DPWX/Onset of dual polarization hail indications: 30 April 2015

Author: Patrick C. Kennedy

CSU-CHILL low elevation angle PPI data collected in a hailstorm on 30 April 2015. The shaded overlay shows the region where the co-existence of high Zh and ~0 dB Zdr implies a significant probability of hail. Time lapse loops of radar data that show the initial development of this hail area have been prepared.

Overview

During the late afternoon hours of 30 April 2015, the CSU-CHILL radar was conducting test operations that included continuous 360 degree surveillance scans at a fixed elevation angle of 1.5 degrees with a scan rate of 4 deg per second. This scan regime produced new data files at ~1.5 minute intervals. (Each sweep is slightly more than a full revolution to ensure complete azimuthal coverage). While these scans were in progress, the appearance of dual-polarization indications of hail in a developing thunderstorm was recorded. The Denver / Boulder NWS forecast office issued a severe thunderstorm warning for this storm at 2303 UTC / 1703 MDT. This warning included the expectation of hail up to one inch in diameter and surface wind gusts to 60 mph. Due to the extremely low population density in the area traversed by this storm, no ground truth reports of this storm's actual hail production are available.

Reflectivity loop

The following loop shows the CSU-CHILL reflectivity data for the 2244 - 2315 UTC period. The hail-bearing reflectivity core in the eastern portion of the echo system appeared and quickly reached an intensity of ~60 dBZ within a 10 minute time period as hydrometeors that had developed aloft descended into the 1.5 degree elevation angle scan plane.
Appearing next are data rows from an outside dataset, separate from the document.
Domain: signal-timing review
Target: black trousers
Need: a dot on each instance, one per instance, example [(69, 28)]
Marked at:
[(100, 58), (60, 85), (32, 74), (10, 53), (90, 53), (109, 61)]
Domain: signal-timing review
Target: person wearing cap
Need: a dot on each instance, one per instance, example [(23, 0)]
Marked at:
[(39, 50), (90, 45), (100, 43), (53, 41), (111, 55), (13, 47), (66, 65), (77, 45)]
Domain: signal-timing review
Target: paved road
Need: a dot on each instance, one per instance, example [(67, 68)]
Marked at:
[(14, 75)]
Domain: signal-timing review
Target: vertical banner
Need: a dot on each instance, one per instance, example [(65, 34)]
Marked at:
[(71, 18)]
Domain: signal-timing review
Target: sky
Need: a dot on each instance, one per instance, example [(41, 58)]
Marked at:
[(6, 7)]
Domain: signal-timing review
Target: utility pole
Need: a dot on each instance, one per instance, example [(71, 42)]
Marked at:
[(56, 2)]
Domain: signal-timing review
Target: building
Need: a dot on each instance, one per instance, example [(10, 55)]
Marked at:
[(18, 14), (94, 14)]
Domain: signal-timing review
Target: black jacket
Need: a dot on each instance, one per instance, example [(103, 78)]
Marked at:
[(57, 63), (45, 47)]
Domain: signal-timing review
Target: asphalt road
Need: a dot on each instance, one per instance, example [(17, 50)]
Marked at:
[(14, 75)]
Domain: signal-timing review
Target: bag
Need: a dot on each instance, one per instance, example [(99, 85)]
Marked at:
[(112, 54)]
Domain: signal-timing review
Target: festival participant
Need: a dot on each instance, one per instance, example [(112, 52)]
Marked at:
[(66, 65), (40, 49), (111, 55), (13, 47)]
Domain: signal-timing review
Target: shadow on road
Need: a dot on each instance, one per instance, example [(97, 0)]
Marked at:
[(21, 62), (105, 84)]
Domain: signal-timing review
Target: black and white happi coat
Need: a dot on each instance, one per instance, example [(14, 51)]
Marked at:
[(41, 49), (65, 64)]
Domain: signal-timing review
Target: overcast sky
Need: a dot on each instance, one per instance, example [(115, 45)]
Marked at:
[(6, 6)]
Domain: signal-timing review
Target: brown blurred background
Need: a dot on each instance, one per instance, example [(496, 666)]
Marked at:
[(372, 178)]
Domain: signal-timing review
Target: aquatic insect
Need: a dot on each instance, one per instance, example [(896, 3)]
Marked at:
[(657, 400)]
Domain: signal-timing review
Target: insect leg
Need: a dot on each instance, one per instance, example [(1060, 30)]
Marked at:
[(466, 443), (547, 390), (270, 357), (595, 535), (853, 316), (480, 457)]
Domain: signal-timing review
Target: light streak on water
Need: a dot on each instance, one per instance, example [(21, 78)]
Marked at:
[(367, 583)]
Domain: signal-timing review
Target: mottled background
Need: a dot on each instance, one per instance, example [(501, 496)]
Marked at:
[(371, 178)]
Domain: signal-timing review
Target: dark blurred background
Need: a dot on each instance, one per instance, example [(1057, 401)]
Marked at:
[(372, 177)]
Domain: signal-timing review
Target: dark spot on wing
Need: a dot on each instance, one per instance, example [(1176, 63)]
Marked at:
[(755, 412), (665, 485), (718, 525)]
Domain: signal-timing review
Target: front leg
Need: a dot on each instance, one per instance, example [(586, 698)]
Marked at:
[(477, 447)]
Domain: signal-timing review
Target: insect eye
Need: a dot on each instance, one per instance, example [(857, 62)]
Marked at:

Differential reflectivity loop

The next loop shows the differential reflectivity (${\displaystyle Z_{dr}}$) data from the sweeps that were used in the preceeding reflectivity loop. The red circle highlights the echo core region where ${\displaystyle Z_{dr}}$ is reduced to ~ 0 dB. ${\displaystyle Z_{dr}}$ is defined as 10 log10 (Zh / Zv) where Zh and Zv are the reflectivities observed at horizontal and vertical polarizations respectively. The approximately spherical hailstone shapes in combination with their quasi-randome tumbling motions tends to equalize Zh and Zv; a Zh / Zv ratio of 1 results in a ${\displaystyle Z_{dr}}$ value of 0 dB. In contrast, the net forces acting on falling raindrops produce flattened drop shapes that preferentially increase Zh relative to Zv. Thus, precipition areas that are primarily composed of raindrops are characterized by positive ${\displaystyle Z_{dr}}$ values (Wakimoto and Bringi, MWR 1989 p. 1521-1539.) In the image loop, ${\displaystyle Z_{dr}}$ levels decrease from ~ +1.5 dB to ~ 0 dB as the hailstones became an increasingly significant precipitation component in the echo core.

Linear depolarization ratio loop

Linear depolarization ratio (${\displaystyle L_{dr}}$) is based on the ratio of the cross-polarized received signal level to the co-polar received signal level. In the returns received from hydrometeors, the cross-polar signal is generally two to three orders of magnitude less than the co-polar signal (-20 to -30 dB on a log scale; Herzegh and Jameson, BAMS 1992, p. 1365-1374). The highest ${\displaystyle L_{dr}}$ levels returned by meteorological echoes are associated with wet (large refractive index), non-spherical ice particles with major axis orientation angles reaching ~45 degrees with respect to the horizontal. The gyrating motions that are typical of freely-falling hailstones, in combination with the wet outer surface that often develops as the stones fall through warmer, near-surface height levels often causes ${\displaystyle L_{dr}}$ enhancement in areas of hail. In the following loop, ${\displaystyle L_{dr}}$ levels exceed -24 dB (yellow shades) in the hail area. (To reduce the effects of noise on the weak cross-polar signal, the data in the ${\displaystyle L_{dr}}$ loop images is not shown when the co-polar reflectivity is less than 45 dBZ).